Para ser detectado precocemente, já que é uma doença “silenciosa” no início, o único caminho é a PREVENÇÃO.  E, muitas mulheres ainda neglicenciam neste tema.

Vencidas as etapas da prevenção, diagnóstico e encaminhamento para o tratamento, tem um desafio que só depende da pessoa que foi diagnosticada com CA de mama: que é como ela recebe e encara a doença.  Ouso dizer que a decisão efetiva da cura (desde que não haja a metástase), está nas mãos do próprio paciente. Ou melhor, na MENTE. Sim, porque a mente é a grande responsável pela cura (ou não). Mas, por incrível que pareça, muitas pessoas morrem não em função do câncer, mas sim por outras doenças, como consequência da forma como se encara o diagnóstico.

No Brasil, excluídos os tumores de pele não melanoma, o câncer de mama também é o mais incidente em mulheres de todas as regiões, exceto na região Norte, onde o câncer do colo do útero ocupa a primeira posição. Para o ano de 2016 foram estimados 57.960 casos novos, que representam uma taxa de incidência de 56,2 casos por 100.000 mulheres (Fonte: INSTITUTO NACIONAL DE CÂNCER (Brasil). Estimativa 2016. Incidência do Câncer no Brasil. Rio de Janeiro: INCA, 2015

Vivemos num país, onde o sistema de saúde está em colapso, há anos. A falta de médicos e consequentemente, a demora para ser atendido nos centros de saúde ou nos hospitais, coloca em risco a vida de muitos pacientes, não só os de câncer.

Apesar de algumas iniciativas do Governo para trazer celeridade ao tema, criando e atualizando vários “S”, como o Sistema de Informação de Câncer (SISCAN), que integra o Sistema de Informação do Câncer de Mama (SISMAMA) bem como a publicação da Portaria nº 189, de 2014, que estabeleceu incentivos financeiros de custeio e de investimento para a implantação de Serviços de Referência para Diagnóstico do Câncer de Mama (SDM), infelizmente, pouco ou nada se vê de ações efetivas.

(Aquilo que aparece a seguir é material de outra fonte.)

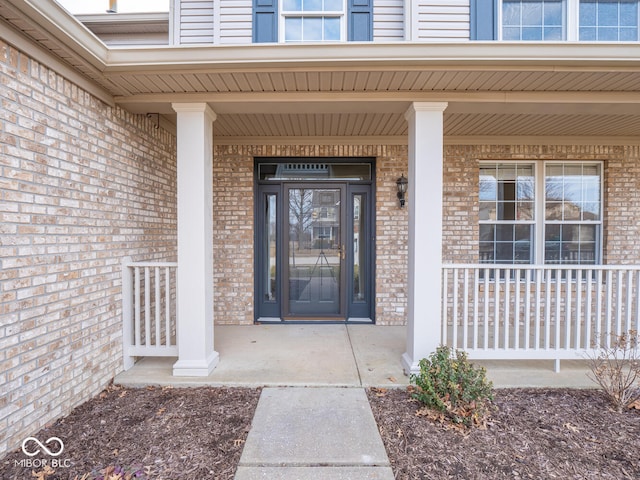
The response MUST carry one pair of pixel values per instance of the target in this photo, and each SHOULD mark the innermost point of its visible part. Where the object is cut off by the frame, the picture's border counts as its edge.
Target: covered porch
(443, 130)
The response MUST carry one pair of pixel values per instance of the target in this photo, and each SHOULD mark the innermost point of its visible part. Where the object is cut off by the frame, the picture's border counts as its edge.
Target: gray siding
(196, 21)
(443, 20)
(235, 21)
(388, 20)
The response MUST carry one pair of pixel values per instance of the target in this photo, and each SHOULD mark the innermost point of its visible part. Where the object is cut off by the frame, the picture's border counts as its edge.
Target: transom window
(313, 20)
(540, 212)
(556, 20)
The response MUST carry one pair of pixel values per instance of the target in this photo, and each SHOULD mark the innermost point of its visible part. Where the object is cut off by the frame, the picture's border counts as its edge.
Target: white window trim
(539, 222)
(572, 12)
(283, 14)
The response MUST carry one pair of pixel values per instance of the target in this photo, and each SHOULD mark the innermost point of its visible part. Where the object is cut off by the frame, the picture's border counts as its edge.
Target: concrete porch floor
(331, 355)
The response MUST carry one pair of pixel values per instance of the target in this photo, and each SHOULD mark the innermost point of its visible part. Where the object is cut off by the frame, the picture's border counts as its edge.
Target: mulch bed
(170, 433)
(197, 434)
(534, 434)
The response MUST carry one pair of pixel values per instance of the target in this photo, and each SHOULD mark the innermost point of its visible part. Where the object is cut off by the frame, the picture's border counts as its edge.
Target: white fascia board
(64, 27)
(12, 36)
(359, 56)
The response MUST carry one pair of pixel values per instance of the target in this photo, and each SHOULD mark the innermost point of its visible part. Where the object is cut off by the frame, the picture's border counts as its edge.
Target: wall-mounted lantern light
(402, 183)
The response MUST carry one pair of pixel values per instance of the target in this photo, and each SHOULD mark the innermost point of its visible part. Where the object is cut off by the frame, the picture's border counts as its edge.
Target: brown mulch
(199, 433)
(169, 433)
(534, 434)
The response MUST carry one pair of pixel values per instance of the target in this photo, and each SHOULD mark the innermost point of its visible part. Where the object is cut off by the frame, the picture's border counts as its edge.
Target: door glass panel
(314, 251)
(359, 249)
(270, 224)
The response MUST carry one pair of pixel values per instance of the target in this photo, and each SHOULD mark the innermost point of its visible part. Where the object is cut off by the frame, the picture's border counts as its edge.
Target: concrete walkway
(307, 424)
(314, 433)
(331, 356)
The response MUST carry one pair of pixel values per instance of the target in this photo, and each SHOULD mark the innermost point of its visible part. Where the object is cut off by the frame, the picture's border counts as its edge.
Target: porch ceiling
(361, 89)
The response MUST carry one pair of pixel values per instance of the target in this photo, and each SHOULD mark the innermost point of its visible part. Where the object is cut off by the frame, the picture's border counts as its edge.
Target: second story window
(608, 20)
(558, 20)
(533, 20)
(313, 20)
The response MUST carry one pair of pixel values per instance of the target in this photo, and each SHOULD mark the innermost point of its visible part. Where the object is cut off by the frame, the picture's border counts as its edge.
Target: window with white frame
(313, 20)
(557, 20)
(540, 212)
(533, 20)
(608, 20)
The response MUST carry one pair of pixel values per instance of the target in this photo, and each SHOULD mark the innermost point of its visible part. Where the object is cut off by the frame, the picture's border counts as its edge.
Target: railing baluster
(561, 313)
(628, 291)
(496, 309)
(536, 317)
(516, 310)
(445, 304)
(137, 320)
(598, 319)
(619, 284)
(578, 318)
(167, 308)
(527, 309)
(608, 331)
(158, 306)
(485, 318)
(507, 304)
(636, 295)
(588, 306)
(465, 310)
(568, 309)
(547, 311)
(454, 332)
(476, 283)
(558, 286)
(147, 308)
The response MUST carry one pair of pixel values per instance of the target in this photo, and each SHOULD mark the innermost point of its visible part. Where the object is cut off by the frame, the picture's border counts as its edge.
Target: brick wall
(621, 194)
(81, 185)
(622, 205)
(234, 227)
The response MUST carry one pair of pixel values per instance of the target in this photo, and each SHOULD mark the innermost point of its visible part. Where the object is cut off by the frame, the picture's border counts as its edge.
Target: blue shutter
(265, 21)
(360, 20)
(484, 20)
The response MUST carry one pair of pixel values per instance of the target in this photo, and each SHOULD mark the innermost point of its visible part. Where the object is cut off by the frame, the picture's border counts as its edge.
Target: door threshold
(325, 320)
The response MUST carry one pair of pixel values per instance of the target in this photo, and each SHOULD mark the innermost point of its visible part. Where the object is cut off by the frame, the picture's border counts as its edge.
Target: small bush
(450, 384)
(616, 369)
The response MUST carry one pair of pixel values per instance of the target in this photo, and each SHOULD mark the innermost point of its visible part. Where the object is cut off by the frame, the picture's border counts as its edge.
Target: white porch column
(425, 231)
(195, 240)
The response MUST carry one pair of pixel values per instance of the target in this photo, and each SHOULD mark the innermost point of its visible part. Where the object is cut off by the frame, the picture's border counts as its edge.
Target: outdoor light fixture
(402, 183)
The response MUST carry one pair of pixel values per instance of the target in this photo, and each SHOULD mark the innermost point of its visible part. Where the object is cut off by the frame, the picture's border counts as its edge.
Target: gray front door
(314, 249)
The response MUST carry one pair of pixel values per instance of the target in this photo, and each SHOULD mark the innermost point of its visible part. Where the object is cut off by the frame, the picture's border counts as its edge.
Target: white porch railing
(537, 311)
(149, 310)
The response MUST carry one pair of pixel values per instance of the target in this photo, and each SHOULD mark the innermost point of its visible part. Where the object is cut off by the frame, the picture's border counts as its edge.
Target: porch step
(315, 433)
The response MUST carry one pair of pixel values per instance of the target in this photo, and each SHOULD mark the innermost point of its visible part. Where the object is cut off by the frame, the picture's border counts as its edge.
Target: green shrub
(450, 384)
(616, 368)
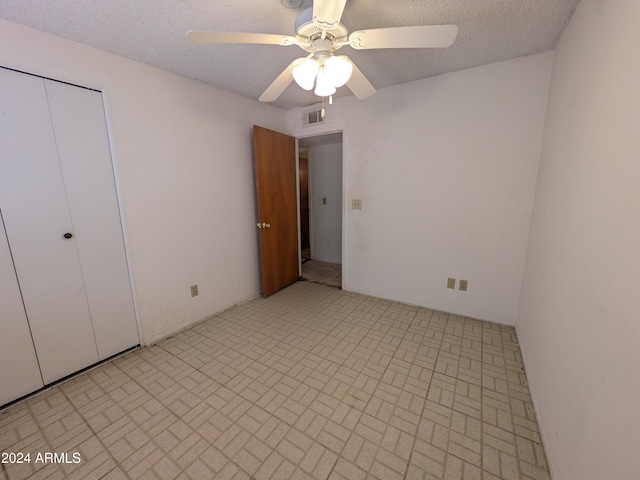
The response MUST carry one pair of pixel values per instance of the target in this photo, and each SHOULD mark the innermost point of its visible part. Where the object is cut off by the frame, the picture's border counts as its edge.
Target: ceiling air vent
(312, 117)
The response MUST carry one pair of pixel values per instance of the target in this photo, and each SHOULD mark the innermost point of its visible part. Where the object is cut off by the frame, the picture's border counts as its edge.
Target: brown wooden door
(275, 164)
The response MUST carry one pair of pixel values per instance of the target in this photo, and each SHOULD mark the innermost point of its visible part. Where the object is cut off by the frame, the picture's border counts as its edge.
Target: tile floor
(311, 383)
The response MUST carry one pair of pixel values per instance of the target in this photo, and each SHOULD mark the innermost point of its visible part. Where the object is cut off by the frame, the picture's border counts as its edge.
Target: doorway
(321, 208)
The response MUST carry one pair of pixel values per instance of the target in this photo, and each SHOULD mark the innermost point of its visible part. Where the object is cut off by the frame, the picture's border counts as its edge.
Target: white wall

E o problema não está apenas no Sistema Público de Saúde. Quem utiliza o sistema privado também enfrenta várias dificuldades. Com o aumento do poder aquisitivo da população nos últimos anos, muitos brasileiros migraram para o sistema privado. Porém, os Planos de Saúde demonstram priorizar a cada dia o aumento de sua rentabilidade, e não, em atender ao objetivo principal que deveria ser proporcionar o acesso efetivo ao sistema de saúde. Basta verificar que em 10 anos, houve um aumento de 160% nas mensalidades dos Planos de Saúde e esses, aumentaram os honorários médicos em 50% no mesmo período (Fonte: Federação Nacional dos Médicos – FENAM). Resultado: desequilíbrio e colapso.

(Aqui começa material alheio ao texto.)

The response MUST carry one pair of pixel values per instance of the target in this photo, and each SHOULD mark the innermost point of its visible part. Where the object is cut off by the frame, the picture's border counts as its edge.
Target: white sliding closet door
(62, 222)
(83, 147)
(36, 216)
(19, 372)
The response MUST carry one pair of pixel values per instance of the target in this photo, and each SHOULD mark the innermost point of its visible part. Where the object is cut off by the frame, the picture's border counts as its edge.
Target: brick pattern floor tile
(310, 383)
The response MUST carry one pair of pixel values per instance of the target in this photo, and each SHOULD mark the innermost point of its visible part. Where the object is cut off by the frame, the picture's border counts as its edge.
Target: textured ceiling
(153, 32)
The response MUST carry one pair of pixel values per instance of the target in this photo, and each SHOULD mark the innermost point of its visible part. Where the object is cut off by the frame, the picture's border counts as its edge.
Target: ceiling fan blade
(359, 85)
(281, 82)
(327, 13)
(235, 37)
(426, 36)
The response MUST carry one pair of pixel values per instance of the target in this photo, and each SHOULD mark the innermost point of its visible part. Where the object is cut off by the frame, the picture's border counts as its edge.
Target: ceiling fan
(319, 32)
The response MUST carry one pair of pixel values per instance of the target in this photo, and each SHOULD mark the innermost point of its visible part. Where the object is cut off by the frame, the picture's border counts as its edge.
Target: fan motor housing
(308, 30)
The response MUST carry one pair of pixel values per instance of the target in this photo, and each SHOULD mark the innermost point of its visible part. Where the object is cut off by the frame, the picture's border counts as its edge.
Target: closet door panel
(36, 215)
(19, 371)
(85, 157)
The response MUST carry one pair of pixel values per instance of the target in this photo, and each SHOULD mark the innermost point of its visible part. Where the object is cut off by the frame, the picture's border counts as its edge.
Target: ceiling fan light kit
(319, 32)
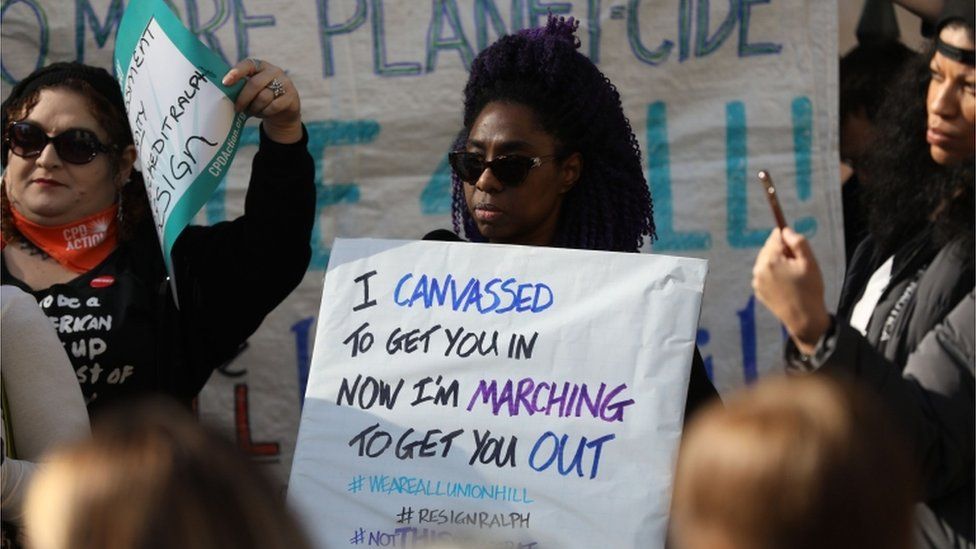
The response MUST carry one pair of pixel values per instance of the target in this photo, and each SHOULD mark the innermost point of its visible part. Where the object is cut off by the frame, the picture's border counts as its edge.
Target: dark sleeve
(232, 274)
(931, 399)
(700, 388)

Poucos (se comparados ao total de pacientes) são os que conseguem um atendimento contínuo entre o diagnóstico e tratamento.

Felizmente fui uma dessas pessoas que conseguiu seguir sem interrupções entre os exames preventivos, o diagnóstico, o tratamento e a cura. Porque um grande desafio, já não bastasse ter que lidar com impacto causado pela notícia do diagnóstico, é saber se “teremos tempo suficiente” entre diagnóstico e tratamento.

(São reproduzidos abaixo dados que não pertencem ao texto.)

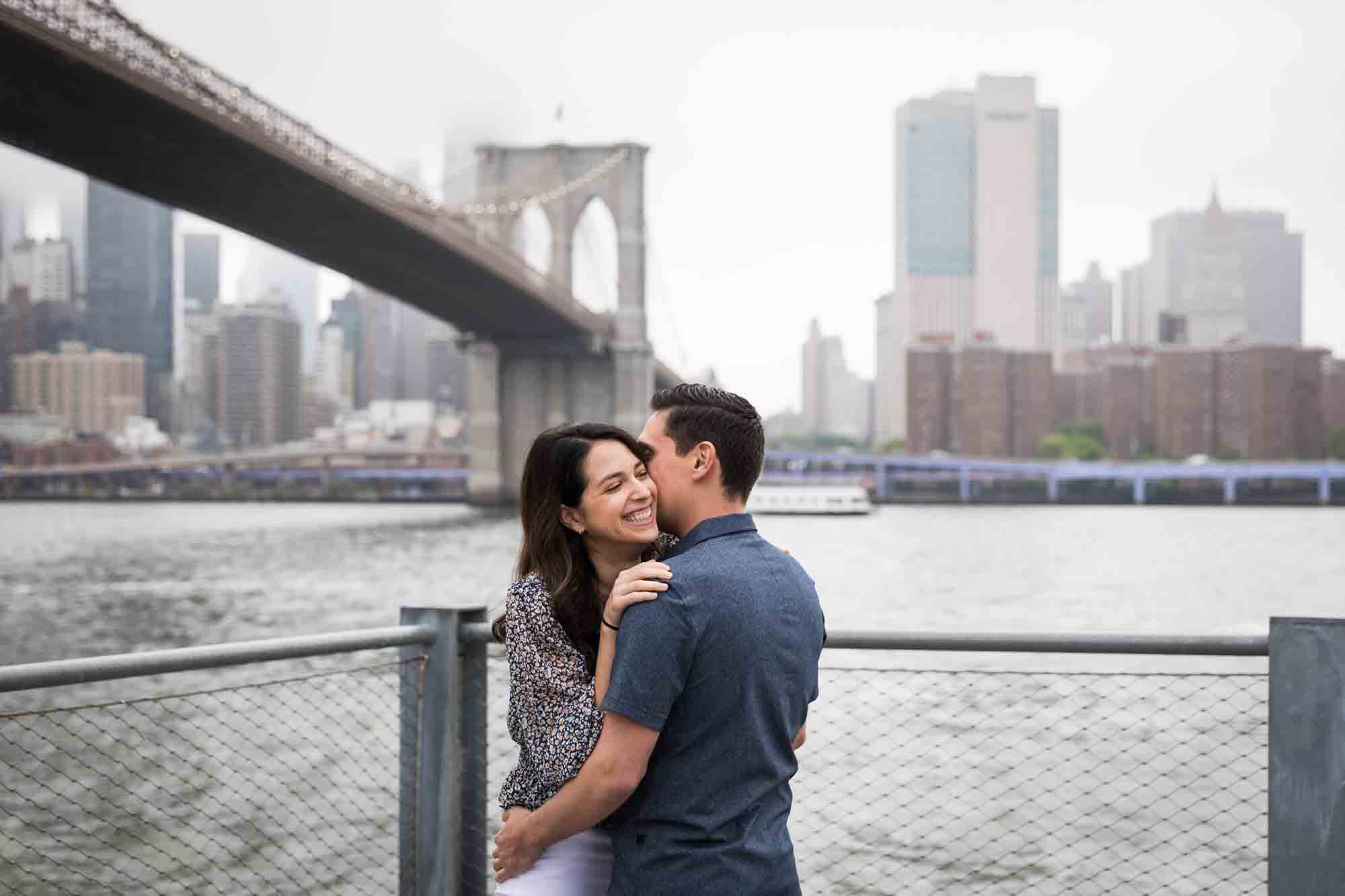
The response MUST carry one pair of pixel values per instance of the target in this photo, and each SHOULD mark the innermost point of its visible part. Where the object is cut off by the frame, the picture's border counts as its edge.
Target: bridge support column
(484, 377)
(634, 372)
(558, 393)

Ao receber o diagnóstico e tentar assimilar o que ele representa e representará em sua vida, vem o momento de comunicar aos seus familiares e amigos o que será vivido a partir daquele momento. As reações são as mais diversas possíveis. Mas quem “dita o tom” é o paciente. Nossos entes queridos, naturalmente ficarão preocupados e, ao perceberem como reagimos, ficarão mais ou menos apreensivos.  Mas esse compartilhamento é importante porque ninguém está sozinho e precisa de apoio. E ter o conforto de quem amamos, nos ajuda muito. Revigora.  Porém, o contrário também pode acontecer caso a pessoa te veja como um coitado, uma vítima.  Não permita que isso aconteça, jamais.